I think the following solution will work out in everyone's interest!
1. Solagran strikes a deal to buy all SLA (56111895) and SLACF (10132865) from ANZ say at average of 0.25c for SLA and 0.20c for SLACF. Given the number of shares, this will be a sensible deal both for Solagran and ANZ.
2. Solagran keep these shares as treasury stock (as NZO has done for 10% of their stock). Solagran is still takeover proof with this treasury stock.
3. Solagran need approx $16 to $17 Million to buy this parcel from ANZ. We should have around ($7 million cash after options are excercised later this month - $5 M from options and $2 M from Contributing just collected in Feb). The rest of cash can be raised by selling Ropren in advance at a discount for first three months supply.

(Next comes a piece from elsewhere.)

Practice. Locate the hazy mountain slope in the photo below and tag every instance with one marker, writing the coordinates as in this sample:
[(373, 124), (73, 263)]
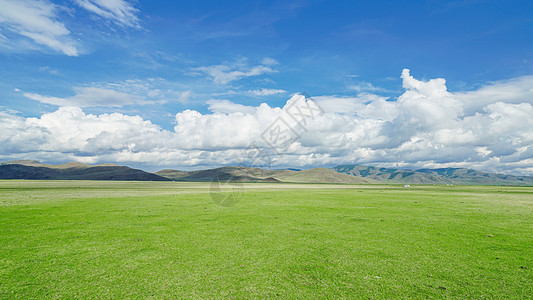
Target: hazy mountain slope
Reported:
[(172, 174), (73, 171), (469, 176), (231, 173), (391, 175), (318, 175), (321, 175), (433, 176)]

4. Solagran calls an EGM and decides to allocate the shares back to the Solamind shareholdings in their proportion (in return they agree to remain with Solagran research team). This can be allocated over say 5 years with stiff shareprice hurdles.
5. Solgarn distributes around 80% profit in dividends for first 5 years. This will ensure that other shareholders get more propotionate of divi while Solamind shareholders miss quite a bit (first year they will have only 20% shares etc). So we get extra rewards while they also get shafted for divi.
6. The company only returns the shares as per their holding. The excess can be still retained by company treasury or cancelled out (resulting in approx 10% reduction in shares issued). Again the shareholders will benefit.
Any thoughts on this scenario!
This way everyone wins. The company is protected from takeover, no share hangover and if company meets strict hurdles, we as well as Solamind win.
If Solagran buys shares, this will still allow Solamind to have the right to sue ANZ (if so desired by them).